Main Street Public House drew the ire of many over the weekend following an accusation of racism by a prominent Columbia-rooted musician after an encounter with one of its co-owners.
In a lengthy Friday night post to his personal Facebook page, Don Merckle, an Americana musician currently living in Charleston, describes the June 8 conversation with Jimmy Latulipe, who opened the Columbia restaurant after bringing the King Street Public House to Charleston. Merckle and Brian Widlowski — the drummer in his backing band, the Blacksmiths — were hanging out at Rosewood’s Foxfield Bar and Grille after an early gig as part of the Columbia Museum of Art’s quarterly Arts & Draughts. Latulipe found them at the bar.
“We got to talking about booking,” Merckle told Free Times on Sunday. “He showed me my name in his phone because we’d been texting about booking.“
“It was really loud, and he wanted talk about the renovations they’re doing to the club, and possible bookings. So he pulled us outside to talk. We started talking about the stuff that they’re doing, and he talked about how he owned King Street, and I got the impression we were going to talk about booking one or both of those places.”
This, according to Merckle, is when things got ugly, as Latulipe assured them he was going to keep the “nigs” out of his place. Merckle and Widlowski balked, reminding Latulipe that they have a black bandmate. Latulipe reportedly tried to backpedal, apologizing and saying, “You know what I mean.” Latulipe then called a friend over, who Merckle assumed was an employee at Main Street Public House as he was wearing one of its shirts. The friend attempted to explain away the comment — ”He doesn’t mean n#!gas, he means n#!gers with a hard R.”
“Once he said ‘with a hard R,’ I was like, ‘Yeah, we’re done. That’s it. F#!k you guys. We’re not playing your place again.’” Merckle recounted to Free Times. ”And Brian and I turned around and walked back into the bar, to which they immediately followed us, both of them, and were apologizing, wanting to talk again.”
Latulipe and his associate tried a couple more times to explain, but Merckle and Widlowski weren't having it.
Merckle shared his story with bandmate Chad Alexander, who mentioned the incident in a recent episode of his The Local Bar podcast.
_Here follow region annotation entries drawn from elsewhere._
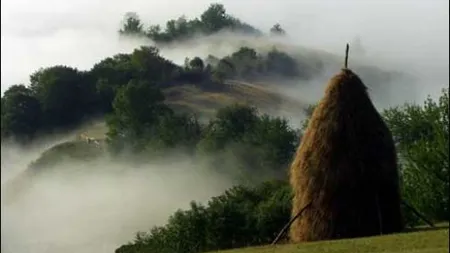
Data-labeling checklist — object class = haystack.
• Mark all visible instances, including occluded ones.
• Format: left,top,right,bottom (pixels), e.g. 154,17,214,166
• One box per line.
290,69,403,242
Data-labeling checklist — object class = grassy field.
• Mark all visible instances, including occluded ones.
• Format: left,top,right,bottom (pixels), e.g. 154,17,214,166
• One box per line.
214,224,449,253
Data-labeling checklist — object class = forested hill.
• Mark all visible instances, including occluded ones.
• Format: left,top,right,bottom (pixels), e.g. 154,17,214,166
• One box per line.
1,4,449,253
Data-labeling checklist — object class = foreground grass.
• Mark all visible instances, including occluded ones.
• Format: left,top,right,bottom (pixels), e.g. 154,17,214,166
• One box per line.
216,226,449,253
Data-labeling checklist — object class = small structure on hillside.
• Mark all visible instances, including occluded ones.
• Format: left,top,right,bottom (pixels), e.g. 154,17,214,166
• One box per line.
290,46,404,242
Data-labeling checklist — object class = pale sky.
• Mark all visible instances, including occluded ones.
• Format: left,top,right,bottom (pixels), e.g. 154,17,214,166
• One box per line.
1,0,449,99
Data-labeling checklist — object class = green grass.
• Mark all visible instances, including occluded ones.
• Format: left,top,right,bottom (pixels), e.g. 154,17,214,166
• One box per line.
214,224,449,253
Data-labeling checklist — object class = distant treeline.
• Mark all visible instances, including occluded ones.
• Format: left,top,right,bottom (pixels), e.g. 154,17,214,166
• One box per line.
119,3,286,43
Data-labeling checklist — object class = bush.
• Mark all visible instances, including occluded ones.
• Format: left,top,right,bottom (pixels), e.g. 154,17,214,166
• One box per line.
116,181,292,253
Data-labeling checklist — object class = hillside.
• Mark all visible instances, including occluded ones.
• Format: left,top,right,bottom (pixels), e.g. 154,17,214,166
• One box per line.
76,80,308,139
216,226,449,253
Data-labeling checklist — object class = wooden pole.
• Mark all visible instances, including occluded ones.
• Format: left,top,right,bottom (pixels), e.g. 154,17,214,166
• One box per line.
344,43,350,69
375,194,383,235
272,201,312,245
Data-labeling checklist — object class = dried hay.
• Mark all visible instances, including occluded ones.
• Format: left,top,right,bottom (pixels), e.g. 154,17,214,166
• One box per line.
290,69,404,242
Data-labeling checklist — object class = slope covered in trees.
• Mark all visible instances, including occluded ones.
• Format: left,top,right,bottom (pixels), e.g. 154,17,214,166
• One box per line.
1,4,449,253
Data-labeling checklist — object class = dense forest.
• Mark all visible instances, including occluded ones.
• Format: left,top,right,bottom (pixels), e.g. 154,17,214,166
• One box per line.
1,4,449,253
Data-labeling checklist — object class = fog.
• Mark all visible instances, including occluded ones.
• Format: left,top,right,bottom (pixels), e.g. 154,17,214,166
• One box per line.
1,142,232,253
1,0,449,253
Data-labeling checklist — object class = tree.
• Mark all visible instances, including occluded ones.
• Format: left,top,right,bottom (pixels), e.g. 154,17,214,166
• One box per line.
119,12,143,36
30,66,95,128
189,57,205,72
270,23,286,36
201,4,231,33
1,85,42,143
107,80,173,151
384,89,450,220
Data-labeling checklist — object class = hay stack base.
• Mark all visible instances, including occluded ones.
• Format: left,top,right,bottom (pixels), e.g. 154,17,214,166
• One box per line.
290,69,404,242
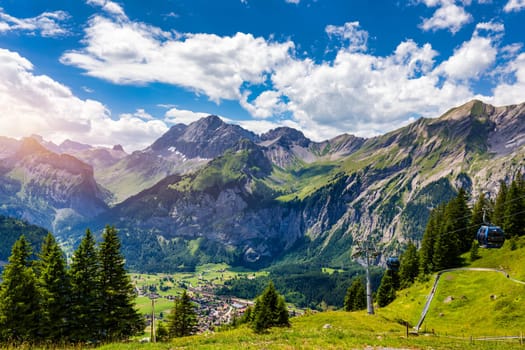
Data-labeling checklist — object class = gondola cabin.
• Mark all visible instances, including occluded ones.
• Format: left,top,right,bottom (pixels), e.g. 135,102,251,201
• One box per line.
386,257,399,271
477,225,505,248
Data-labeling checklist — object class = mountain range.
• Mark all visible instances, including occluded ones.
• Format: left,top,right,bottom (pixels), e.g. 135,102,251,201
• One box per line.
0,100,525,271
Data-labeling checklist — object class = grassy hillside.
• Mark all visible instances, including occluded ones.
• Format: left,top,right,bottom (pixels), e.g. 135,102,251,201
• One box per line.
93,238,525,350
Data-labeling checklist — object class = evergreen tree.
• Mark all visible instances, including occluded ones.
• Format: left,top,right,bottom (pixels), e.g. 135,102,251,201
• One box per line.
470,193,491,228
399,242,419,288
252,281,290,333
419,205,445,275
344,278,366,311
36,233,71,344
168,290,197,337
446,188,468,255
502,175,525,237
98,226,144,341
492,181,507,227
432,217,460,271
0,235,41,343
376,270,396,307
69,229,103,342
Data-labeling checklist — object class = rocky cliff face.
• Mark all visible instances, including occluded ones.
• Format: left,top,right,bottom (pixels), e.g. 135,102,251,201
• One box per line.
0,138,107,234
88,101,525,267
0,101,525,271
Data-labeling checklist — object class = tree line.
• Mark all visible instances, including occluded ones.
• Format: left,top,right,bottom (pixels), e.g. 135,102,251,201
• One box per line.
0,226,145,344
344,173,525,311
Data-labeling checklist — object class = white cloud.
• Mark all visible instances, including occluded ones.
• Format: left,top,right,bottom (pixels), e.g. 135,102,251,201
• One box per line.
438,35,498,80
165,107,211,125
474,22,505,35
87,0,127,19
491,53,525,106
61,16,293,103
0,8,69,37
503,0,525,12
272,40,473,140
420,0,472,34
325,22,368,51
0,49,168,149
239,90,286,118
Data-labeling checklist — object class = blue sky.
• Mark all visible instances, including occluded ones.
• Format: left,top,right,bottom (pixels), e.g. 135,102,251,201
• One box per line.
0,0,525,151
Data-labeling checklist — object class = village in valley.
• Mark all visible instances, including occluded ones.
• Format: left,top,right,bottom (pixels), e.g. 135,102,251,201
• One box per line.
131,264,260,333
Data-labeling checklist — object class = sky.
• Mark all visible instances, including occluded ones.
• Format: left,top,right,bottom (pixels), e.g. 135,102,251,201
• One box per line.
0,0,525,151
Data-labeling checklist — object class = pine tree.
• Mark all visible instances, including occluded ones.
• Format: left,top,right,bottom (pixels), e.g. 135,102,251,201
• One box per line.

But it was Merckle’s Friday night post that caused a commotion. The post, which suggests a boycott of the restaurant, has generated more than 400 comments, elicited more than 1,500 reactions, and has been shared more than 1,300 times as of Sunday evening.
On Saturday, Main Street Public House shared a response on its own Facebook page, while John Stubing, the restaurant’s general manager, responded in a comment to Merckle’s post, each stating that the business does not condone Latulipe’s sentiment and would be looking into the matter further. Stubing’s response to Free Times’ Saturday request for comment was similar.
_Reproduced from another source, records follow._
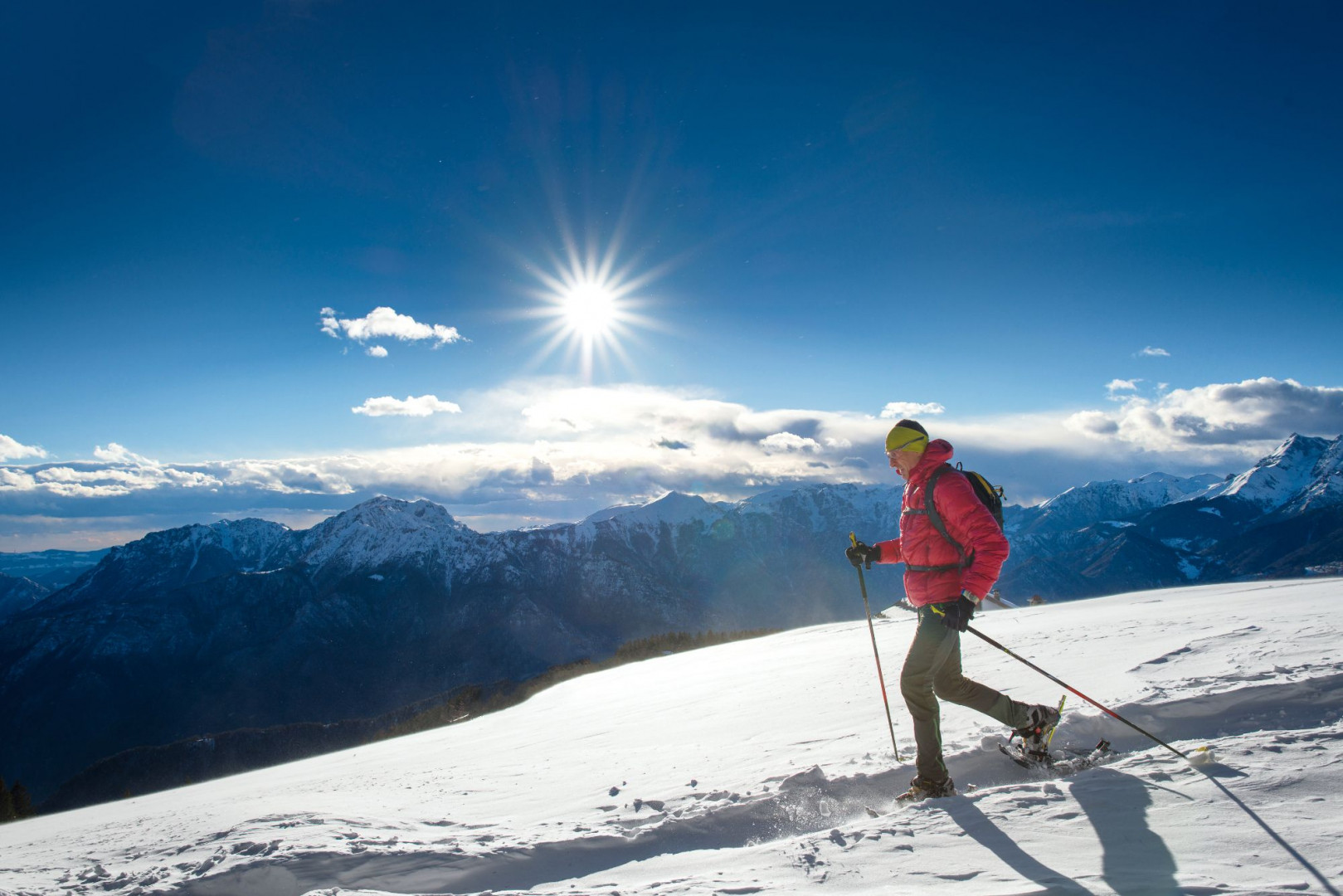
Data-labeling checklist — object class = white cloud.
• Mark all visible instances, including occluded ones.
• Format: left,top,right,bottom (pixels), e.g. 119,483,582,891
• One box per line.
1065,376,1343,451
0,432,47,460
0,377,1343,543
759,432,820,453
349,395,462,416
0,466,37,490
321,305,465,348
881,402,946,421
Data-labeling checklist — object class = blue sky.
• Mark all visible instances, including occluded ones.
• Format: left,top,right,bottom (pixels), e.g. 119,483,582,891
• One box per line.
0,2,1343,551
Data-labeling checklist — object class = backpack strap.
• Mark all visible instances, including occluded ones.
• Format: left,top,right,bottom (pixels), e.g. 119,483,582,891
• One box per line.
905,464,974,572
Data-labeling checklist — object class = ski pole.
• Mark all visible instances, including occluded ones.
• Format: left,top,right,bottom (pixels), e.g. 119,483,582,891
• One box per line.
849,532,904,762
932,605,1190,762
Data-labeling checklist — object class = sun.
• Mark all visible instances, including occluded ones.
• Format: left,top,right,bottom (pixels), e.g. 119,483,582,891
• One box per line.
560,282,620,340
518,241,661,382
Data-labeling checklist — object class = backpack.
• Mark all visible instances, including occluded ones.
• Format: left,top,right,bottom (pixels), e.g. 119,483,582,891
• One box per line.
905,462,1003,572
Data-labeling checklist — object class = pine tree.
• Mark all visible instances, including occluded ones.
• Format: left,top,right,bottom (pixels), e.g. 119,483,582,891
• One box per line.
9,785,37,818
0,778,17,825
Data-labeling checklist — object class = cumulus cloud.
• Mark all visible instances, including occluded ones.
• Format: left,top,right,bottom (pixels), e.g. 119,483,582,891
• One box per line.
881,402,946,421
759,432,820,451
0,432,47,460
321,305,465,348
1065,376,1343,451
349,395,462,416
7,377,1343,548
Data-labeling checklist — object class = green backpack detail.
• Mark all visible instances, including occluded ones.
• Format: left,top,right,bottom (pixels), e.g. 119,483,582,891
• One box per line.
905,462,1003,572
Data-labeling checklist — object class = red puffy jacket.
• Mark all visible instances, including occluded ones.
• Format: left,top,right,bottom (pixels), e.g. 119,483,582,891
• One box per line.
877,439,1009,607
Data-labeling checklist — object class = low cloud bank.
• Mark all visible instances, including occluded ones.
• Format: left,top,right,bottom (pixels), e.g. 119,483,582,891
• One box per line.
0,377,1343,551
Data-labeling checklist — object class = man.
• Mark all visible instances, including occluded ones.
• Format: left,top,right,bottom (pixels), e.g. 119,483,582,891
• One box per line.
846,419,1058,801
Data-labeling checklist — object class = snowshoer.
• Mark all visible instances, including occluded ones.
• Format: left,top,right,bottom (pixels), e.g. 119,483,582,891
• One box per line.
844,419,1058,801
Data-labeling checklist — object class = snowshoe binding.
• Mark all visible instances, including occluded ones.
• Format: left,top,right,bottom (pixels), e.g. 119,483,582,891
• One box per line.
896,777,956,803
1007,700,1063,767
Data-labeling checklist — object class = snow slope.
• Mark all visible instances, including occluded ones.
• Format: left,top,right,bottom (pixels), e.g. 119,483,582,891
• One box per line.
0,575,1343,896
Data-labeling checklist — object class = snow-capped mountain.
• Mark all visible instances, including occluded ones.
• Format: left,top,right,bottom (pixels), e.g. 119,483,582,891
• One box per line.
0,579,1343,896
1009,473,1222,536
0,436,1343,799
0,485,898,799
0,572,51,622
1197,432,1343,514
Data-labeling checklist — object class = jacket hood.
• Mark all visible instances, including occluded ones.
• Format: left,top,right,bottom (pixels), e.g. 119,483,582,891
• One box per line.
909,439,953,482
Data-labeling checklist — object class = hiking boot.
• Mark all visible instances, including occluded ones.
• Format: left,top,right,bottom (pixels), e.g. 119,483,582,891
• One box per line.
896,777,956,803
1017,704,1059,759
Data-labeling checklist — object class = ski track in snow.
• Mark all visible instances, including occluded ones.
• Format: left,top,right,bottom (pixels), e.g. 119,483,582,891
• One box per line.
0,580,1343,896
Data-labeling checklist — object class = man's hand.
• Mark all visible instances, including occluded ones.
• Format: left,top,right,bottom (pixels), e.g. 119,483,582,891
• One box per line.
844,542,881,570
942,591,979,631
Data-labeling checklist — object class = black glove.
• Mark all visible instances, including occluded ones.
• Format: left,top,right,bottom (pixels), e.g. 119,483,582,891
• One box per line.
942,591,979,631
844,542,881,570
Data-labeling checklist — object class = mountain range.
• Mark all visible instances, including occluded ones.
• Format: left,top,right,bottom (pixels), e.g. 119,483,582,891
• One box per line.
0,436,1343,799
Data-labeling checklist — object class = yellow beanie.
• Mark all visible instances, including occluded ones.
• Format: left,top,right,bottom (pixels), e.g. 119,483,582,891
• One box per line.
887,419,928,454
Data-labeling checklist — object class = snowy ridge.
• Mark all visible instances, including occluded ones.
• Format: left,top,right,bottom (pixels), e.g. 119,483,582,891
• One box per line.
736,482,904,538
1028,473,1221,531
1202,432,1343,514
299,495,477,572
0,579,1343,896
579,492,727,527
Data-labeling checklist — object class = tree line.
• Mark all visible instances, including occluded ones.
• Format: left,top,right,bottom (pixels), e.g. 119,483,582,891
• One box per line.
0,778,37,825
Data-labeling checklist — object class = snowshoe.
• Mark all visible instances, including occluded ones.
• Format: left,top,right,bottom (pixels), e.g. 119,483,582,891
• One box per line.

“We are looking into the matter and the subsequent steps we will be taking in the near future,” he wrote via email. “We have nothing further to say at this time, but will address the incident and our plan of action moving forward in the days to come.”
On Sunday evening, Main Street Public House posted a second response to its Facebook page:
“Everyone at Main Street Public House was shocked by the recent accusations regarding one of our owners. While we investigate these serious allegations, we have decided to immediately place Mr. Latulipe on an indefinite leave of absence from our restaurant without pay. In order to properly investigate these matters, we will be closed on Monday and Tuesday but plan to reopen on Wednesday. In the meantime, we would please ask for the privacy of our staff, none of whom were involved, to be respected. We sincerely apologize for the inconvenience this may cause to our guests.”
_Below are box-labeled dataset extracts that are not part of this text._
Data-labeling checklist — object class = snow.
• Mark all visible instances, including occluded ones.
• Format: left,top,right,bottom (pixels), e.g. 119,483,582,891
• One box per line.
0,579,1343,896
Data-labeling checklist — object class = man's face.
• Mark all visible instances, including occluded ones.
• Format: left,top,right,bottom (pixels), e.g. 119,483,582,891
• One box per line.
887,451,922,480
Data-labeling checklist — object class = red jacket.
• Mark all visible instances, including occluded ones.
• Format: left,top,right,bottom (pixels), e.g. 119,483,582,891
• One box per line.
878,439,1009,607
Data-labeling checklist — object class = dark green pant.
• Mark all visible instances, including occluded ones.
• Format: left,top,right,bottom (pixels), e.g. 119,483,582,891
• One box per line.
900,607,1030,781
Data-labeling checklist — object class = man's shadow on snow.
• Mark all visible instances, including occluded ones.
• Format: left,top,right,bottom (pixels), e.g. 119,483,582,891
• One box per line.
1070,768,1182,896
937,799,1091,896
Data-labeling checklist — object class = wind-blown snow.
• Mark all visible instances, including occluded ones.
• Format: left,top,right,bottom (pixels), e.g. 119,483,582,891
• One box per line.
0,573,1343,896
Free Times reached back out to Stubing following the Sunday post but hasn’t received a response. The restaurant, which is normally open for dinner on Sunday night, was closed and dark when this reporter walked by at about 6 p.m.
As for why Merckle waited two weeks to share his story, he says it took time to process.
“I honestly felt like I was doing something wrong,” Mercke said. “Why would he think that I was OK with this? And that I was part of the club? So it just took me a while trying to process it, trying to think about it, what was I doing? Or was I doing anything? Other than the obvious, I’m white? Is it ‘cause I wear a trucker hat? Is it ‘cause I have a beard? I have no idea. But it really bothered me. And I had to think about it.”